Le menhir du Flat
Visage
menhir du Flat
Le menhir du Flat est un site d’accès aisé, proche
de la route et du village de Colombier. Son état, dans l’ensemble,
est satisfaisant, au point qu’il est encore possible d’imaginer
ce que pouvait être ce lieu à son origine… sans pour
autant, hélas, pouvoir définir sa véritable utilité
primaire. Ce dernier aspect est toujours d’une approche délicate,
tant les théories sont divergentes sur le ‘pourquoi’
mégalithique.
Ce site est également intéressant par le fait qu’il
détient le seul menhir reconnu par les autorités du Pilat,
sans toutefois que ces dernières ne daignent lui accorder l’intérêt
d’une étude plus approfondie.
Peu d’écrits existent, pour ne pas dire aucun, sur ce vestige
mégalithique, de la part des grands auteurs anciens. Il faut attendre
l’arrivée de jean Combe avec, en 1965, son ‘HISTOIRE
DU MONT PILAT - Des temps perdus au XVIIe siècle’, pour commencer
à savoir l’existence du site. Cet auteur, novateur contesté
(comme le veut la tradition) par les ‘ténors’ experts
en « je sais tout … mais je ne sais pas quoi dire»,
consacre quelques lignes et une belle illustration à ce témoin
du passé. Il ajoute aussi sa surprise du fait que messieurs Pierre
Gras et Louis Dugas, alors spécialistes en ‘études
mégalithiques du Pilat’, n’aient pas accordé
la moindre attention à ce site.
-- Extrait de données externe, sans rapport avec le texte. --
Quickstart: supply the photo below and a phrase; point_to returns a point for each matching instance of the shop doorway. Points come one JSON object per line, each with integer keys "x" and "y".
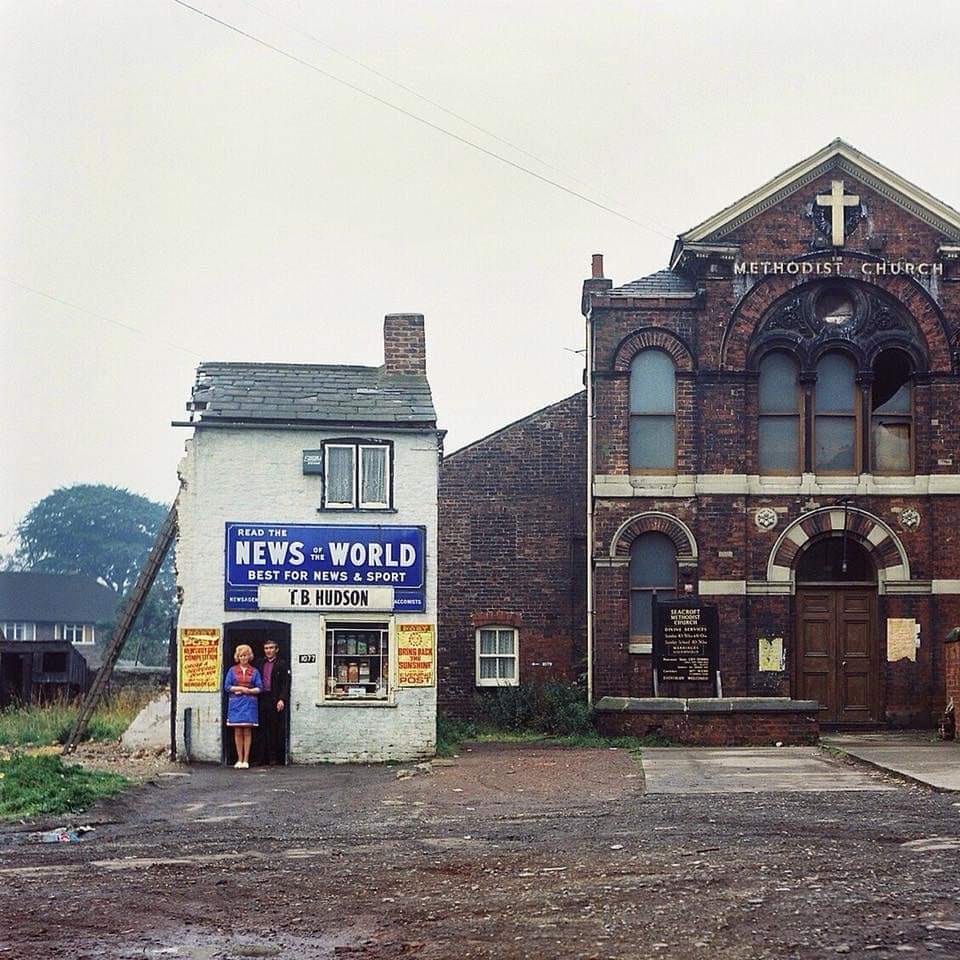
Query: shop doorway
{"x": 255, "y": 633}
{"x": 837, "y": 658}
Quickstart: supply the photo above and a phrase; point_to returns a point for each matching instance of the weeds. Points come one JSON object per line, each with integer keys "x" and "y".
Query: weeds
{"x": 553, "y": 712}
{"x": 33, "y": 785}
{"x": 51, "y": 722}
On trouve plus tard les écrits
de Patrick Berlier, remarquables sur le sujet.
Légendes pour un menhir
Concernant le monolithe, plusieurs légendes en sont nées.
Il y est forcément question d’interventions merveilleuses
ou terrifiantes.
On trouve pêle-mêle le menhir sous la forme d’un caillou
(dans sa chaussure) blessant Gargantua arpentant la région…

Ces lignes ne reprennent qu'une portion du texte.